Williams could have taught her daughter something about intellectual property, copyright and the importance of respecting the creative rights of other authors. It doesn’t say whether the work was posted on the Internet…but I hope it wasn’t. But if it was, I hope that Williams didn’t congratulate her daughter on that, too.

Williams could have encouraged her daughter to channel her passion for "Animorphs,"  and the way she felt the story should be told, by creating an entirely original work of her own that perhaps embodied the same ideals and explored the same themes. That would have been a worthwhile, enriching, constructive use of her time, effort and passion.

Wouldn’t it have been great if Williams’ daughter took a year off and ended up with a finished novel of her own?  Now that would be something to be proud of. 

But an 18-year-old spending a year on fanfic?

I wouldn’t be proud of that. I’d be embarrassed. 

The Name of Noir is Marlowe

Duane Swierczynski pointed me to an excellent Mystery File article about author Dan J. Marlowe. Duane writes:

Marlowe’s life story has enough twists and turns for at least three or
four Gold Medal novels. Marlowe was widowed at a young age, became
close buddies with one of the most notorious bank robbers of the 1960s,
and later in his career, suffered a stroke that wiped away his
memory–but not his writing ability. Somehow, through all of this, he
wrote some extremely fine hardboiled novels, the best being his first
two Earl Drake books:  THE NAME OF THE GAME  IS DEATH and ONE ENDLESS HOUR. 

Duane is a right — those are two great books. But if you read NAME OF THE GAME IS DEATH, and you must, be sure to get the first version, not the subsequent rewrite where some of Earl Drake’s very, very rough edges were smoothed out so he could become (following ONE ENDLESS HOUR)  the improbable hero of a series of secret agent novels.

Man Titty

Deathunsung_1
The hilarious Smart Bitches Who Love Trashy Novels are at it again, reviewing some terrible book covers:

Sarah: It is a moderately-known fact that I had a breast
reduction 11 years ago. 7+ lbs. of tissue were removed. I think he
received in transplant what I had taken out.

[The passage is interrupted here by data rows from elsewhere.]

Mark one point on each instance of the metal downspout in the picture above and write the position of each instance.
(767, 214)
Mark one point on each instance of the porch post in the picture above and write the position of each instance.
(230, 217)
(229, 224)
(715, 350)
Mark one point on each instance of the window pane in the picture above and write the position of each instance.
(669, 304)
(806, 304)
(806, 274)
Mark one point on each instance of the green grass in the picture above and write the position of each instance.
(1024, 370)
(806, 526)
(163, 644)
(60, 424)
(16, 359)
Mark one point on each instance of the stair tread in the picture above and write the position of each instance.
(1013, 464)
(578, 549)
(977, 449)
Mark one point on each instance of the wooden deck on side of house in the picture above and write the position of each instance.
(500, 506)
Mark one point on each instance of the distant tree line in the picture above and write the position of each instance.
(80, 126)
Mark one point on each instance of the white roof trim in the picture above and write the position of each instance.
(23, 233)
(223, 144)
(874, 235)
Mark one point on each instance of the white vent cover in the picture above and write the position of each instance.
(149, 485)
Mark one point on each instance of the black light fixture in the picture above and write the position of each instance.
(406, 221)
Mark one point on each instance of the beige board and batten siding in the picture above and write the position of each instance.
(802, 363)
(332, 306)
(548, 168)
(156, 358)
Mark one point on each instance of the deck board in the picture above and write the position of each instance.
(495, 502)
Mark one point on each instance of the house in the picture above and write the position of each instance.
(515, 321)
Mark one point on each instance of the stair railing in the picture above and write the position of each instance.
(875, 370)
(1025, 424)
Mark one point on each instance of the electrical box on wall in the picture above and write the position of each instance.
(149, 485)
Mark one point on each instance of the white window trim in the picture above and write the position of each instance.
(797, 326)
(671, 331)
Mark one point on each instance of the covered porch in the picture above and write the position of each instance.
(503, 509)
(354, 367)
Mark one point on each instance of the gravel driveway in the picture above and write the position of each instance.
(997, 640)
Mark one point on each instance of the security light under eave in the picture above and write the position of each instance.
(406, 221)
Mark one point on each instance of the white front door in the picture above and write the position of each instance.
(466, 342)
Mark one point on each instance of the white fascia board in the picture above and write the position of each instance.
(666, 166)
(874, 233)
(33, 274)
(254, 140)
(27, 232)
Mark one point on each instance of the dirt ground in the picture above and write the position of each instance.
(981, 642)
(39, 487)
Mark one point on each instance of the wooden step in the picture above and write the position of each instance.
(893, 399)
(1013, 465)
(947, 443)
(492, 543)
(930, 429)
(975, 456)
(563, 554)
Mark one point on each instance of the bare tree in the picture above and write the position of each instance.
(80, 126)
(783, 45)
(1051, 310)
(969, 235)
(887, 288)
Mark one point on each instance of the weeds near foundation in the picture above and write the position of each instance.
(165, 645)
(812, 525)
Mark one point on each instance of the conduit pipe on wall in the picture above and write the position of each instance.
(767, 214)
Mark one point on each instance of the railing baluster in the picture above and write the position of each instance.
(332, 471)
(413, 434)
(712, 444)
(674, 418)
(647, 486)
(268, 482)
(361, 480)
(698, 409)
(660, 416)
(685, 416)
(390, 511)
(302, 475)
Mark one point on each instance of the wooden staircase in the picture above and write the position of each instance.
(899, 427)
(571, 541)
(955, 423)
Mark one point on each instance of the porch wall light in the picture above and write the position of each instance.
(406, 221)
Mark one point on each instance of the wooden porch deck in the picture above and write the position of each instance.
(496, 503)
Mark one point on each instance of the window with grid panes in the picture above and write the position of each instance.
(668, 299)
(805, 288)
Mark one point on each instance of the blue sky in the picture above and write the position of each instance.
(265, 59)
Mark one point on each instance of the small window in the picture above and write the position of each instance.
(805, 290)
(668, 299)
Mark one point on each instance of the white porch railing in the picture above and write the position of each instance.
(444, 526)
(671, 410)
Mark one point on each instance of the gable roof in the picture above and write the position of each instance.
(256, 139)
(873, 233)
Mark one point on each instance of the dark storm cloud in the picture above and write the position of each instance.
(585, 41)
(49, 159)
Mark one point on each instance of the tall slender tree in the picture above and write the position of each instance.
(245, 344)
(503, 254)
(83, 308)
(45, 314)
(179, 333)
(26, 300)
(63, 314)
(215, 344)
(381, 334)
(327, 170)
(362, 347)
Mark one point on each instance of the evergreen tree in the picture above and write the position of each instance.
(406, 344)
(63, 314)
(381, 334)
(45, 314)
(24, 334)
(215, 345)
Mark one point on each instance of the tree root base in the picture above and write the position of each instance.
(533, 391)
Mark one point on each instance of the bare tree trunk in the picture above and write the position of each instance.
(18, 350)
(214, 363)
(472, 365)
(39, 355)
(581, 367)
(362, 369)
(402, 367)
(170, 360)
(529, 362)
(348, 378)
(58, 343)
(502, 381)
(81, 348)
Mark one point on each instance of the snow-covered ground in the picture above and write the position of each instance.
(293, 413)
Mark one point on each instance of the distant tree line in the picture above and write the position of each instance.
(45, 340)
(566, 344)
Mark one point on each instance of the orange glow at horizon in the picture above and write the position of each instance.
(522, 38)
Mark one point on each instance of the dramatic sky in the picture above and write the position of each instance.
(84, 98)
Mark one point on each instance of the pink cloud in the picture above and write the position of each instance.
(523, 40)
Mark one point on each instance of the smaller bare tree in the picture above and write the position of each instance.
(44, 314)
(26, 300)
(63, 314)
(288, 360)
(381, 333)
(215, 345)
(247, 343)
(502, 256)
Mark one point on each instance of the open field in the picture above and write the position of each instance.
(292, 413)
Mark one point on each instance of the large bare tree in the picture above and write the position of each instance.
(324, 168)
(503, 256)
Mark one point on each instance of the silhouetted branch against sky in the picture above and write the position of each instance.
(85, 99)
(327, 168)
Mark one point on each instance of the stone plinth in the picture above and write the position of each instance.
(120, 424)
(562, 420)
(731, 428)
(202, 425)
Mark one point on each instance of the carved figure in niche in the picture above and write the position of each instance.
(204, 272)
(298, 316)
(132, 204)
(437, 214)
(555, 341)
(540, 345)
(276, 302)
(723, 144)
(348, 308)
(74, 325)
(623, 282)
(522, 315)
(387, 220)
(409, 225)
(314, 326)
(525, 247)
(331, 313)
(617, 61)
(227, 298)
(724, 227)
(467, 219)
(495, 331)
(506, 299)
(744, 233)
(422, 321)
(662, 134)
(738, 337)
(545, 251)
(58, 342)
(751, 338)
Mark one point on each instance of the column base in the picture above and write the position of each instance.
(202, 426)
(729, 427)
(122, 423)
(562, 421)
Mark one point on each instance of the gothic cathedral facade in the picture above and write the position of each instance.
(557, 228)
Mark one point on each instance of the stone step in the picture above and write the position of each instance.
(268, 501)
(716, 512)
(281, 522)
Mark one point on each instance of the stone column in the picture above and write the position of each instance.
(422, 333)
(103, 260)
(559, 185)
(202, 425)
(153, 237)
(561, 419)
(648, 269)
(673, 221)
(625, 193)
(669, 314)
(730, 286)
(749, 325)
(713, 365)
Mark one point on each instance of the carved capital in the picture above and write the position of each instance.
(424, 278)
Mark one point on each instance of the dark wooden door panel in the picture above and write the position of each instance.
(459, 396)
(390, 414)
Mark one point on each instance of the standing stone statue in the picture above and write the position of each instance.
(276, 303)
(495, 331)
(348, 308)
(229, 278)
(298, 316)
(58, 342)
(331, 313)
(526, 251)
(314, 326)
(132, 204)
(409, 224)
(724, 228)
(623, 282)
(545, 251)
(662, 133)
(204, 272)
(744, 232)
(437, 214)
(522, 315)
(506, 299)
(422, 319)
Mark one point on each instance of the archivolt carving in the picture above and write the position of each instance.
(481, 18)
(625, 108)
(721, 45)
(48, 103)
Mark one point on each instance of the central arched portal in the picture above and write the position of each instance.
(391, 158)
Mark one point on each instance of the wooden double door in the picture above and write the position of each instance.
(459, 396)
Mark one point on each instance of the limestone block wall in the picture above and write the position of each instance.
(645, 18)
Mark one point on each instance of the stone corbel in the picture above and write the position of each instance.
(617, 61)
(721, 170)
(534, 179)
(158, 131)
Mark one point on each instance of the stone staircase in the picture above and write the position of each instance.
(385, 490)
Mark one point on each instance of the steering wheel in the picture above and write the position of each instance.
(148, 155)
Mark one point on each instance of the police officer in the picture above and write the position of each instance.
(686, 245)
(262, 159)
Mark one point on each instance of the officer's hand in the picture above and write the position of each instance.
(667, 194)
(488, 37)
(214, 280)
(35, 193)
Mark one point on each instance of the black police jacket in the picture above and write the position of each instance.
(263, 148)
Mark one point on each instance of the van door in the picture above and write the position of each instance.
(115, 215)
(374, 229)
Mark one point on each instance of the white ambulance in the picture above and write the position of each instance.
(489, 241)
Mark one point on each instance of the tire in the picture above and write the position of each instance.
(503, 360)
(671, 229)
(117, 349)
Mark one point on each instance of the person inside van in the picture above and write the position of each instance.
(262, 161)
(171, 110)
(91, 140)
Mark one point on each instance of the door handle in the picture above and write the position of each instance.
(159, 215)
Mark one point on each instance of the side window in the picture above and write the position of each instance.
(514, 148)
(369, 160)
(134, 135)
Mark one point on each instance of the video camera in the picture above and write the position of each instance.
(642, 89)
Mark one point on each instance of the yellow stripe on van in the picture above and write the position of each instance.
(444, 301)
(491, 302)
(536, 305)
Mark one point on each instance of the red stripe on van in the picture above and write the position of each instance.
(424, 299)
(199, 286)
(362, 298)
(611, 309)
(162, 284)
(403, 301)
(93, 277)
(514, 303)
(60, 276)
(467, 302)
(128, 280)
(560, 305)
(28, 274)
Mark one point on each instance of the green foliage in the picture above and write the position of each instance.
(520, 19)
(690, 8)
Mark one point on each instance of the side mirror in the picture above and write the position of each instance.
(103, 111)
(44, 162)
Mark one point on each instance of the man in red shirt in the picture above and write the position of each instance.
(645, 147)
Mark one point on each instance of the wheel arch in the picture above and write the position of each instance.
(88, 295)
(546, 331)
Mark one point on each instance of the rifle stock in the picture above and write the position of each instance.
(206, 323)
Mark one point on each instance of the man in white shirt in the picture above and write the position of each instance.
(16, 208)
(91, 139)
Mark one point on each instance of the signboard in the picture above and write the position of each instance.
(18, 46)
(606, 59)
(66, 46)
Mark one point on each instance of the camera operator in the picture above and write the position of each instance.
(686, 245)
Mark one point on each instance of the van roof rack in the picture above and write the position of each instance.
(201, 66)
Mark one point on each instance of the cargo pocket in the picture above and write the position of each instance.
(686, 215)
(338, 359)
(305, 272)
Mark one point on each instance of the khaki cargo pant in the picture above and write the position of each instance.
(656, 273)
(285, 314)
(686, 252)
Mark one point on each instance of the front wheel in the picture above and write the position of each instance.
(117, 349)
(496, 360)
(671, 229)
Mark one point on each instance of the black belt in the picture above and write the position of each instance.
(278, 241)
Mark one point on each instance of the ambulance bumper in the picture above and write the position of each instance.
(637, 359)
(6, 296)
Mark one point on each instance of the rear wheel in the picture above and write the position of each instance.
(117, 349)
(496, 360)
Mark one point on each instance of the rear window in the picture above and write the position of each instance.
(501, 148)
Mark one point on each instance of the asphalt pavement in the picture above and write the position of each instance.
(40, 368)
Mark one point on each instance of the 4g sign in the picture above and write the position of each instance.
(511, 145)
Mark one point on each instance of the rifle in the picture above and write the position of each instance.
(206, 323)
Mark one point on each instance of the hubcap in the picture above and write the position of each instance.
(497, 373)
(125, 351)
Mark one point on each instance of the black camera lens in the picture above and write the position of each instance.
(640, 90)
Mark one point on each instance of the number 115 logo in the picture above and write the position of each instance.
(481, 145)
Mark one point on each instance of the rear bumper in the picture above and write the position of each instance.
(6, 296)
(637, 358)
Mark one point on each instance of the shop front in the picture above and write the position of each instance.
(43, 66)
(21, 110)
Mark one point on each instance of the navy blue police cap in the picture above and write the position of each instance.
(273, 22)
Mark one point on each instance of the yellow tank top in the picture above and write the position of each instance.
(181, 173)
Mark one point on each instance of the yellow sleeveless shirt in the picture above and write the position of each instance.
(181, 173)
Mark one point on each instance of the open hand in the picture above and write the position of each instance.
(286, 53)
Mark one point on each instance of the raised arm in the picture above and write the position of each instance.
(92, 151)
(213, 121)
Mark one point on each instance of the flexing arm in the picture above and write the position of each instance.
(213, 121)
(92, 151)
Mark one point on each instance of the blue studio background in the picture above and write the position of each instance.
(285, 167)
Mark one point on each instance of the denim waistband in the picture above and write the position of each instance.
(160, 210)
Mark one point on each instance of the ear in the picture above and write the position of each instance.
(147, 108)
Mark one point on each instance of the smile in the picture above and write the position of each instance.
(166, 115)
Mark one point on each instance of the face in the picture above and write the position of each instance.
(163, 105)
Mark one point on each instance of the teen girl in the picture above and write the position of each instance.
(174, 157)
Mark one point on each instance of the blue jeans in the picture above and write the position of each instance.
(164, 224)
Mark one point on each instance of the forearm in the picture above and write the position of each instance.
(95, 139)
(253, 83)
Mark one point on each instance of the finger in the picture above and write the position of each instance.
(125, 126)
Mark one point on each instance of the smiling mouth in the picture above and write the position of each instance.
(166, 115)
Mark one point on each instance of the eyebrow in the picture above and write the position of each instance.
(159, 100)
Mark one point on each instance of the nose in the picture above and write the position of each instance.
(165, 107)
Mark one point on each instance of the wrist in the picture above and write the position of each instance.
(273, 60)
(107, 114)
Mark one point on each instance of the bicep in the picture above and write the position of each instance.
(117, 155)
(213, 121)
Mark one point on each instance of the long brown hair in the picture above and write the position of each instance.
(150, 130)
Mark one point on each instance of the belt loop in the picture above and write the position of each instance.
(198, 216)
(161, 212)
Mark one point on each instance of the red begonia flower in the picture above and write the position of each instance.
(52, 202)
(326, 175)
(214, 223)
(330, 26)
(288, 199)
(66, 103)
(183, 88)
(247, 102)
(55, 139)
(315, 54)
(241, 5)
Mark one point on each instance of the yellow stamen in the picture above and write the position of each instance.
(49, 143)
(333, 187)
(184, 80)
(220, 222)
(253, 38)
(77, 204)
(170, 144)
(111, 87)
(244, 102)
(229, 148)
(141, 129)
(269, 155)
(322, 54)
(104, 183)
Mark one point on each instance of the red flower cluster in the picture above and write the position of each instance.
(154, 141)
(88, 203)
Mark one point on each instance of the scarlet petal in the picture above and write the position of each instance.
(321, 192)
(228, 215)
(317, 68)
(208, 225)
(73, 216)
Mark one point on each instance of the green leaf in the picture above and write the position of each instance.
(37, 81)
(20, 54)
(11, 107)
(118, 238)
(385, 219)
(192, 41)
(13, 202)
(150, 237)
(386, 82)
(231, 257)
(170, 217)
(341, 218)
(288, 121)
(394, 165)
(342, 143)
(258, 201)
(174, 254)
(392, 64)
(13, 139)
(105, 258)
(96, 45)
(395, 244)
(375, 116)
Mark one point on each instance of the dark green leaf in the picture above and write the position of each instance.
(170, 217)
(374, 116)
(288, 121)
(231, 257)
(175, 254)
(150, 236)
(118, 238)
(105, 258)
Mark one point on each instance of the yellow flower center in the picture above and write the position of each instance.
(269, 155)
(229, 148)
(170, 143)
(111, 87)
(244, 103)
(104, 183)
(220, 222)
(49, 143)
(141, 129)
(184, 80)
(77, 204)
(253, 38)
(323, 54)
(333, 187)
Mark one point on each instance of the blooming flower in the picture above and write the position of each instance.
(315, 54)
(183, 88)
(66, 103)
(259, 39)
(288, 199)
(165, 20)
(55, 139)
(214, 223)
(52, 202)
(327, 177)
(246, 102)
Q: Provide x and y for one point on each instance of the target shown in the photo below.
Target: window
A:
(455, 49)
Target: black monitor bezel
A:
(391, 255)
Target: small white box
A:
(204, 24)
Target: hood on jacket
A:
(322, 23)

Now, do you need inflated man-titty to be a demon hunter? Perhaps if I’d kept my old boobs, I’d be a demon hunter now.

Candy: If I were him, I’d be so worried about scratching my
chest with those talons on my hands. I mean, what if I puncture
something? It’s hard to be appropriately terrifying when there’s a jet
of saline squirting out of one’s (rapidly deflating) chestal region.